June 21 – Esther 7
This summer, we are looking to the women of the Bible for encouragement, advice, and examples of living life full with God. In June, we’re reading the books of Esther and Ruth. Join our study by reading today’s scripture below and journaling about it using SOAP (click on the “What’s SOAP?” link above to learn more). Comments are always welcome on our website for questions, discussion, and accountability.
Esther 7 – Haman Impaled
So the king and Haman went to Queen Esther’s banquet, 2 and as they were drinking wine on the second day, the king again asked, “Queen Esther, what is your petition? It will be given you. What is your request? Even up to half the kingdom, it will be granted.”
3 Then Queen Esther answered, “If I have found favor with you, Your Majesty, and if it pleases you, grant me my life—this is my petition. And spare my people—this is my request. 4 For I and my people have been sold to be destroyed, killed and annihilated. If we had merely been sold as male and female slaves, I would have kept quiet, because no such distress would justify disturbing the king.”
5 King Xerxes asked Queen Esther, “Who is he?

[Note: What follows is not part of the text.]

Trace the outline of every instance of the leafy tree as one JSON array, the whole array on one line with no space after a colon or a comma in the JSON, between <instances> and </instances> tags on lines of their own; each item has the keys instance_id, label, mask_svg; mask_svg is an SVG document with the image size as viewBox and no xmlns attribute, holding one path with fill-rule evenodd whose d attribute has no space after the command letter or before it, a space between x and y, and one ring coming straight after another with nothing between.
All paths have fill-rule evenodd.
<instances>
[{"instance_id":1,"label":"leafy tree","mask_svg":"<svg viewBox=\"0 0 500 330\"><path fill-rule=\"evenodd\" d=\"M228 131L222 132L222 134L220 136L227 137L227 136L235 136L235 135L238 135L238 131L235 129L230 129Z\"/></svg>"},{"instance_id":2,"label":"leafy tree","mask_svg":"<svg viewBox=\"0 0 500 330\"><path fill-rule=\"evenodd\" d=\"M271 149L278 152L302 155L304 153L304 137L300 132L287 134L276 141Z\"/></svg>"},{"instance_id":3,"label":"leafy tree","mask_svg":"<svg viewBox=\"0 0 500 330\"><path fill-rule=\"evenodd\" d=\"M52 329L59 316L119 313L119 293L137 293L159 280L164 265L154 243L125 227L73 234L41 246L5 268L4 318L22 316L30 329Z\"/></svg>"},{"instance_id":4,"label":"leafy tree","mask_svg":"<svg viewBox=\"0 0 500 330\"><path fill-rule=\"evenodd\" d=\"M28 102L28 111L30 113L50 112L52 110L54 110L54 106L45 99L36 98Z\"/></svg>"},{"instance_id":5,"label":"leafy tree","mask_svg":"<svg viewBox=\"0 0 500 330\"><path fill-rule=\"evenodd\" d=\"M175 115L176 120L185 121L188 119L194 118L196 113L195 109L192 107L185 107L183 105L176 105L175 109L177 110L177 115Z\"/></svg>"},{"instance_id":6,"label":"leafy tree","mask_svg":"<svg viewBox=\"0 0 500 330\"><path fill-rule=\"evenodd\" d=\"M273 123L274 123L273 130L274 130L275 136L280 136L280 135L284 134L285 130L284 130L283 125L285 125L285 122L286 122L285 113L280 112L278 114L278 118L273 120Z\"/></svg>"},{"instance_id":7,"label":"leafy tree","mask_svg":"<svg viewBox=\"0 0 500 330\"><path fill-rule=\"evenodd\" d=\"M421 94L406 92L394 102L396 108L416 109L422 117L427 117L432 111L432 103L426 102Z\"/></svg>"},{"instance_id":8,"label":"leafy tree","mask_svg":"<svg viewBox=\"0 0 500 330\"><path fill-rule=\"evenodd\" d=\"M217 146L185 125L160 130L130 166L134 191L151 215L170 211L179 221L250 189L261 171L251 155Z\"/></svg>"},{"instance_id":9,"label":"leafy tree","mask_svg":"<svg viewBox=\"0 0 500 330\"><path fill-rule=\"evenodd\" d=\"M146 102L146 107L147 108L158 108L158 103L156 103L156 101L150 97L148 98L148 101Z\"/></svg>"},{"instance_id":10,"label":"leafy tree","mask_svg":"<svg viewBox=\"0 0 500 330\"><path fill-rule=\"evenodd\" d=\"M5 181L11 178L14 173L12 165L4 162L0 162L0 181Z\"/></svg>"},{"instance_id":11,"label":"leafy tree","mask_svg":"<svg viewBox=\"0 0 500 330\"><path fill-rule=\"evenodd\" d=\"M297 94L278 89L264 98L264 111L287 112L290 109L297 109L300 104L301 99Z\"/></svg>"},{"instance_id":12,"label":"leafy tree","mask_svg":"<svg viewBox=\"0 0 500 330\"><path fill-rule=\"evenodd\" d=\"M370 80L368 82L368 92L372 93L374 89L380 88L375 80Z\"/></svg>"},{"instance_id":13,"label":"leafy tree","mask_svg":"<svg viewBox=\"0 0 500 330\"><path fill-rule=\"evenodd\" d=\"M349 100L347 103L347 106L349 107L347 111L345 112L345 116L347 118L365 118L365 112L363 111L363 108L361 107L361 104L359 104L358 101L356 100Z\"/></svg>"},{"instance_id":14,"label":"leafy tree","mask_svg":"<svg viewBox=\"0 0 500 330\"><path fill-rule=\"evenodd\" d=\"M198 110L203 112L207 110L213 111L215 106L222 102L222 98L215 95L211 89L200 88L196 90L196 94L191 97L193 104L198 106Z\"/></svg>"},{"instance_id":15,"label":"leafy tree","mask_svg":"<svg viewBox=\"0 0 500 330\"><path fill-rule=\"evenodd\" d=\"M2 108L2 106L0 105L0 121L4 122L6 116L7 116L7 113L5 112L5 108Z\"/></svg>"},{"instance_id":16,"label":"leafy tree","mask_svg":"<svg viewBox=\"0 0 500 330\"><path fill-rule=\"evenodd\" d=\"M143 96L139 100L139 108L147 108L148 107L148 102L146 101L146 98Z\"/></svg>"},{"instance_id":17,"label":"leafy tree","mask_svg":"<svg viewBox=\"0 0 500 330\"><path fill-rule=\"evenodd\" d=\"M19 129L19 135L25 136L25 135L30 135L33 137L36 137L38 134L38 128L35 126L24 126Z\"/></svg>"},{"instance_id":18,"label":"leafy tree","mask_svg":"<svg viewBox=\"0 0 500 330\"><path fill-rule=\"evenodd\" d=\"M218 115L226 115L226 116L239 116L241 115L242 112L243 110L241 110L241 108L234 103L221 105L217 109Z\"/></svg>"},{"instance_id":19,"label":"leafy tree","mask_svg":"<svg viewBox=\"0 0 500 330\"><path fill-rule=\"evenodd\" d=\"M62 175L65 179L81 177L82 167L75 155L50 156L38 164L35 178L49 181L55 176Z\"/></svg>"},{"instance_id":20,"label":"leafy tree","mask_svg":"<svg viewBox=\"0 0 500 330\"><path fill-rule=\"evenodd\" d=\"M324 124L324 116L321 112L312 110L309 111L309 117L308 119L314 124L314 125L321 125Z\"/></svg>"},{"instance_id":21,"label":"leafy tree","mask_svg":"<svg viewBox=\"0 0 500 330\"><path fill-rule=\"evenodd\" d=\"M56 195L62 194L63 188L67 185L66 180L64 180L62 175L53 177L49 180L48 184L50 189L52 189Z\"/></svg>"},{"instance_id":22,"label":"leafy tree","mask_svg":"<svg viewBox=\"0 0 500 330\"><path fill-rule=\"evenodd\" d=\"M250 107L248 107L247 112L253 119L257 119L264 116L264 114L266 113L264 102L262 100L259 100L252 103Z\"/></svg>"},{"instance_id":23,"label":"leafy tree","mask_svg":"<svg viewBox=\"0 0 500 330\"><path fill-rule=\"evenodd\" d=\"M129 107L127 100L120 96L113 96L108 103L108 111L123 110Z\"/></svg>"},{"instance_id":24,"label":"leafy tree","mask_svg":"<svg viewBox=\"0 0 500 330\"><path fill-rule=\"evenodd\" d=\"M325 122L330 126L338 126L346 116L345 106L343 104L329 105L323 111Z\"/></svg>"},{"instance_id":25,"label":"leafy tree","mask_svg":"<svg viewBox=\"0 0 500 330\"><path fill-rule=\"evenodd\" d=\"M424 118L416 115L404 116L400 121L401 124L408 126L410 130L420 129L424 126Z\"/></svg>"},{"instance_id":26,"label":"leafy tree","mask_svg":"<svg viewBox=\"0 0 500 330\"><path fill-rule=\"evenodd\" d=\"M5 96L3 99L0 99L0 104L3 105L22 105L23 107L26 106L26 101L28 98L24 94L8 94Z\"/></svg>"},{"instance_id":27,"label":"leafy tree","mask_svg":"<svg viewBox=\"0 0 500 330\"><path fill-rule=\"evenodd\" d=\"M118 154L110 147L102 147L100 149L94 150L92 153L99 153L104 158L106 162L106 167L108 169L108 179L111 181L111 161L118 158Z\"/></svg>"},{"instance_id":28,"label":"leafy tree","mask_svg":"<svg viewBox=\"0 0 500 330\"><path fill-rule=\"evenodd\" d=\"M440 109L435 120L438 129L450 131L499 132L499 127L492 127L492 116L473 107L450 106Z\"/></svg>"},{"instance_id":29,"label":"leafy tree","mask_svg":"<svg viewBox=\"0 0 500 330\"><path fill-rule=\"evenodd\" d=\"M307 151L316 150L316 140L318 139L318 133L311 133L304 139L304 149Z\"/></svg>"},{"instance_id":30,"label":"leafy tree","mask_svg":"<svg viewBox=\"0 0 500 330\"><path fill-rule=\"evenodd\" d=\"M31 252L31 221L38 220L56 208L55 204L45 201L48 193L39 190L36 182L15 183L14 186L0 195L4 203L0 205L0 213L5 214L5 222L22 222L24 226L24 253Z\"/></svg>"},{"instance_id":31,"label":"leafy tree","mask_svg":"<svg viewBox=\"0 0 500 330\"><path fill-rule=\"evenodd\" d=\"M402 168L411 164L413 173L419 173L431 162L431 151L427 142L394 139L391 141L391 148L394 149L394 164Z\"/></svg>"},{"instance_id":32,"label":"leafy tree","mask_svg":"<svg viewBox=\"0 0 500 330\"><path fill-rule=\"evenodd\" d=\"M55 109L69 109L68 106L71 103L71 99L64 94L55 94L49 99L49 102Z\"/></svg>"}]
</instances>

Where is he—the man who has dared to do such a thing?”
6 Esther said, “An adversary and enemy! This vile Haman!”
Then Haman was terrified before the king and queen. 7 The king got up in a rage, left his wine and went out into the palace garden. But Haman, realizing that the king had already decided his fate, stayed behind to beg Queen Esther for his life.
8 Just as the king returned from the palace garden to the banquet hall, Haman was falling on the couch where Esther was reclining.
The king exclaimed, “Will he even molest the queen while she is with me in the house?”
As soon as the word left the king’s mouth, they covered Haman’s face. 9 Then Harbona, one of the eunuchs attending the king, said, “A pole reaching to a height of fifty cubits stands by Haman’s house. He had it set up for Mordecai, who spoke up to help the king.”
The king said, “Impale him on it!” 10 So they impaled Haman on the pole he had set up for Mordecai. Then the king’s fury subsided.
Dying in Place of Another | Rebecca Hoyt
My Bible notes — The reversals and irony continue as one of the eunuchs informed the king about the gallows Haman made for Mordecai, which must have intensified the king’s anger since Harbonah also included the connection of Mordecai as the one who spoke good on the king’s behalf. A timely reminder that Haman knowingly planned the execution of the man who saved the king’s life sealed the fate of the Agagite, another example of poetic justice.
When l read “So they hanged Haman on the gallows that he had prepared for Mordecai”, I thought of how I am a sinner and Jesus went to the cross (gallows) and took the place I deserved, and how very thankful I am for him taking my place and for his forgiveness of my sins every day.
Thank You, dear Lord, for Your forgiveness and mercies every single day. Thank You that my youngest asked me the other day, “Does God love Jesus more than us?” And I could answer her that God loves us so very much that He gave us His son, so that we could live forever with Him.